Our results supported the hypothesis that maternal history of OCP use before pregnancy is associated with increased respiratory allergic disease signs in the first five years of life. Moreover, longer time use of OCP was associated with an increased risk of such conditions. Strength of our study was the study design of which evidence level is higher than trans-sectional case-control studies ever reported. Especially this prospective birth cohort consisted of general population not focusing on children with high risk of allergy.

A Norwegian birth cohort study examined the influence of two types of OCPs (estrogen-progestin combined pills and progestin-only pills) and found that progestin-only pills use was slightly associated with wheeze in children at 6–8 months old (aOR, 1.19; 95% CI, 1.05–1.34).⁹ Meanwhile, a Jamaican cohort study, not evaluating the types of OCP, reported that maternal OCP use was associated with asthma or wheeze in children at 11–12 years old (aOR, 1.81; 95% CI, 1.25–2.61).⁷ On the other hand, a German case-control study, not evaluating the types of OCP as well, did not show an association between OCP use and asthma/allergic rhinitis, but showed an association with atopic eczema among children aged 5–14 years instead, as noted by Frye et al.¹² Another case-control study in the UK demonstrated that OCP use within 6 months of conception was associated with asthma (aOR, 1.16; 95% CI, 1.06–1.27).⁸ As to the association between OCP use and allergic outcomes of young adults, young women in German cohort study had the inverse association between OCP use and new-onset asthma and allergic rhinitis after puberty.¹³ Regarding hormone replacement therapy, another cohort study reported that postmenopausal women in the US who used hormones increased the risk of asthma compared to those who never used.¹⁴ A controversial impact of OCPs as well as hormone replacement therapy on wheeze/allergy implies that the dose and type of OCP used and the duration and timing of the usage may influence the development of wheeze and allergy in children and adults. Comparative study with USA and France found OCP use was not the first choice for contraceptive method in Japan.¹⁵ The prevalence of allergic diseases in western countries was higher than that in non-western countries according to the large scale international epidemiological study.¹⁶ The prevalence of OCP use in western countries was also much higher than that in Japan.¹⁷ If the prevalence of OCP use influences the prevalence of offsprings childhood asthma and allergic outcomes, the more Japanese populations use OCP, the higher the prevalence of wheeze and allergic diseases may be.

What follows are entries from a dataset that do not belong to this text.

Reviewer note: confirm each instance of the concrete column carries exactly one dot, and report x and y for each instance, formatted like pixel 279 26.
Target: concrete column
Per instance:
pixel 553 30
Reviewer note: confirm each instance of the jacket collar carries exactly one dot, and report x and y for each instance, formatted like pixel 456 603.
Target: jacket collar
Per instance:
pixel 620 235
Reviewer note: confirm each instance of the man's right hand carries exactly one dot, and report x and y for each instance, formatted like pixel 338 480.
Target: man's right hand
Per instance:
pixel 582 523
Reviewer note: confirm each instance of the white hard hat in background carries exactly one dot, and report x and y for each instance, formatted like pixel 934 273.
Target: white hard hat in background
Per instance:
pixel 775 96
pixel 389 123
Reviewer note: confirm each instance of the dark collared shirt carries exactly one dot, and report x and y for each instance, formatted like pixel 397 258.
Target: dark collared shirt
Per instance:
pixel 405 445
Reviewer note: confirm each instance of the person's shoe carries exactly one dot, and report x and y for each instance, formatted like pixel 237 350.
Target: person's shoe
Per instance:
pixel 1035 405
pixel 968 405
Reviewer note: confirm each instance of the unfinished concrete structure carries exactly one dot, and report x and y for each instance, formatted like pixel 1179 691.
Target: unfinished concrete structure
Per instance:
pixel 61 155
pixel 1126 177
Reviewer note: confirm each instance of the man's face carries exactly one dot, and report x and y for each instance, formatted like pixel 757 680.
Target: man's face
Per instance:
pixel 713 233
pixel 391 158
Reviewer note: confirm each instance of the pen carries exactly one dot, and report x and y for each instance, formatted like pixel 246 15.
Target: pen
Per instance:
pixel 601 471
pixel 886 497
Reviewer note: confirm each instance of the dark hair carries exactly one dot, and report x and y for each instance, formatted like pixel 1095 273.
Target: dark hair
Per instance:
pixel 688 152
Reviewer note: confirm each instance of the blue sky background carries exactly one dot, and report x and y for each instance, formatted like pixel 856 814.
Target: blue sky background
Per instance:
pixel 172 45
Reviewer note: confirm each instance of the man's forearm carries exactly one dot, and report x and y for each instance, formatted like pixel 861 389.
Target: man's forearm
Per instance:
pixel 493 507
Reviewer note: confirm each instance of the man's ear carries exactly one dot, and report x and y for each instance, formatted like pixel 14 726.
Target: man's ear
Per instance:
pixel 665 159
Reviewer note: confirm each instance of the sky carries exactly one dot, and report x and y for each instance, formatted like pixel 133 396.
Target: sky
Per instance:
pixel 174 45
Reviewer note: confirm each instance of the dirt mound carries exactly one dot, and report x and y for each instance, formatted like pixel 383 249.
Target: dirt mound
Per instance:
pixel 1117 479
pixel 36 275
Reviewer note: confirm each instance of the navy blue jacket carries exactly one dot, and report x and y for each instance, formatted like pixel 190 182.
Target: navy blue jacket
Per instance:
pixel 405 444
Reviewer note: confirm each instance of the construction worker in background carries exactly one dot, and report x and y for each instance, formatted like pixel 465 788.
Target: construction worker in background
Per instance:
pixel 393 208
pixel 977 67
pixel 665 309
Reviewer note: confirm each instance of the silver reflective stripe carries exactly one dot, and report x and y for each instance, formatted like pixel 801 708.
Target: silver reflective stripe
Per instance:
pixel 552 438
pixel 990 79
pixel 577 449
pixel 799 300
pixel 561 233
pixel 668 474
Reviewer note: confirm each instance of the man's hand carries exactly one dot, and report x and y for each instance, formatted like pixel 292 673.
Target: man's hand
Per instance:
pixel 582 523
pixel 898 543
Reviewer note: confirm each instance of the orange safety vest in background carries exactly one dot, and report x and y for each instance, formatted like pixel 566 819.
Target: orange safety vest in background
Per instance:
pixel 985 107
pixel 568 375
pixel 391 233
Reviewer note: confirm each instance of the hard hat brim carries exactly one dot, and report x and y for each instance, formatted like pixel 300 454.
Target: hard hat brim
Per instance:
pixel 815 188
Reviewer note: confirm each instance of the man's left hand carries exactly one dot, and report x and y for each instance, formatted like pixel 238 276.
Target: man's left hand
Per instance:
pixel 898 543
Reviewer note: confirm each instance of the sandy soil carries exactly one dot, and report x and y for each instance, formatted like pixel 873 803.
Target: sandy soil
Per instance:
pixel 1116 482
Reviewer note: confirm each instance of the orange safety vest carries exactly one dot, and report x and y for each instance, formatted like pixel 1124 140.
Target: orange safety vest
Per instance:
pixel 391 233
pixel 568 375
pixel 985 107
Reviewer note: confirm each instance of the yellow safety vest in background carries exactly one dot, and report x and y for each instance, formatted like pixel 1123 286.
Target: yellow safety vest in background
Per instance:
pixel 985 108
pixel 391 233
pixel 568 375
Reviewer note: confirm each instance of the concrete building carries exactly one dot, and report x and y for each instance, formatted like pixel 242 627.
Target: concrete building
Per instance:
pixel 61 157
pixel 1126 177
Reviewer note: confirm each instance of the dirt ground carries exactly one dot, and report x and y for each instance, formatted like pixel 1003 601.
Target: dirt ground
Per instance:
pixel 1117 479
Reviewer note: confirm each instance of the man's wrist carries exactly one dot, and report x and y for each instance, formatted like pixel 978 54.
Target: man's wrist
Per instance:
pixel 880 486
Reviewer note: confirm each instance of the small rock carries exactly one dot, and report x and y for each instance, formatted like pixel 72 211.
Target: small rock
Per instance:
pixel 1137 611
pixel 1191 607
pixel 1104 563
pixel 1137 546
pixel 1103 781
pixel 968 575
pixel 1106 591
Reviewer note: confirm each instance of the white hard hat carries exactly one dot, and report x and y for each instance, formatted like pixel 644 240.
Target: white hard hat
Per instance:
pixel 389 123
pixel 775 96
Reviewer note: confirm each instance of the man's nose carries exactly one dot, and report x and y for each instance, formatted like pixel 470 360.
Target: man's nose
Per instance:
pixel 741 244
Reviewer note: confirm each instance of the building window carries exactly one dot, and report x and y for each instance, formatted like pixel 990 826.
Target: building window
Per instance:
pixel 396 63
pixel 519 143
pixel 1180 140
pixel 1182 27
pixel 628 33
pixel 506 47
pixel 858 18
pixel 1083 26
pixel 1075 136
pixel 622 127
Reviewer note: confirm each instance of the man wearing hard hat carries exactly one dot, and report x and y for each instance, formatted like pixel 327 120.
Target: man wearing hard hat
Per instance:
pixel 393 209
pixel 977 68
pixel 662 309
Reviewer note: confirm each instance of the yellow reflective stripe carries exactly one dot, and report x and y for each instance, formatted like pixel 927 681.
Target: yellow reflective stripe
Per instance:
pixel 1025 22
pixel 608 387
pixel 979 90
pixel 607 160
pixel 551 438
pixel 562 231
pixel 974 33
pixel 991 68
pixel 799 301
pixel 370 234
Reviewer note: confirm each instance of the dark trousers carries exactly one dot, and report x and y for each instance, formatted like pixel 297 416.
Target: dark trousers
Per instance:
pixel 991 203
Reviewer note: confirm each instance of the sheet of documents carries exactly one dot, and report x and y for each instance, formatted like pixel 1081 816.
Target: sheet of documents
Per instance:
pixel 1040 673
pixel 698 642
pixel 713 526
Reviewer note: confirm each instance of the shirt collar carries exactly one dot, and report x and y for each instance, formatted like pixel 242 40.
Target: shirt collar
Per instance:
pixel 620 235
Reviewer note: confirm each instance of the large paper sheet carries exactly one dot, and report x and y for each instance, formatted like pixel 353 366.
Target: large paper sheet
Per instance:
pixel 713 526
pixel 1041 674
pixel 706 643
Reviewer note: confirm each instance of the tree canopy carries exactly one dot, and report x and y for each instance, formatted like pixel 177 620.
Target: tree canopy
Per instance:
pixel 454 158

At present, the underlying mechanisms of wheeze and allergic diseases development caused by OCPs are still unclear. A recent study revealed that an interaction among genetic variants in the GATA 3, OCP use and DNA-methylation increased asthma prevalence in post-puberty women,¹⁸ suggesting that OCP use before pregnancy may cause epigenetic changes such as DNA-methylation. According to the Developmental Origins of Health and Disease (DOHaD) theory,^{5, 6 and 19} it is speculated these epigenetic alterations before conception may be passed on to the embryo leading to the development of wheeze and allergic diseases in their childhood age, although there has been no evidence that preconceptional OCP use had epigenetic influence on the gametocyte, so far. The emerging concept of DOHaD hypothesis implies that an exposure of the female gametocyte or the fetus to various environmental factors may contribute to the development of non-communicable diseases in children. Besides preconceptional exposure to OCP, prenatal exposure to acetaminophen was reported to be associated with wheeze of children at age of 5 years.²⁰ Exposures to various medication not only during pregnancy but also even before conception should be considered as candidates of risk factors to be explored to prevent the development to childhood allergic diseases.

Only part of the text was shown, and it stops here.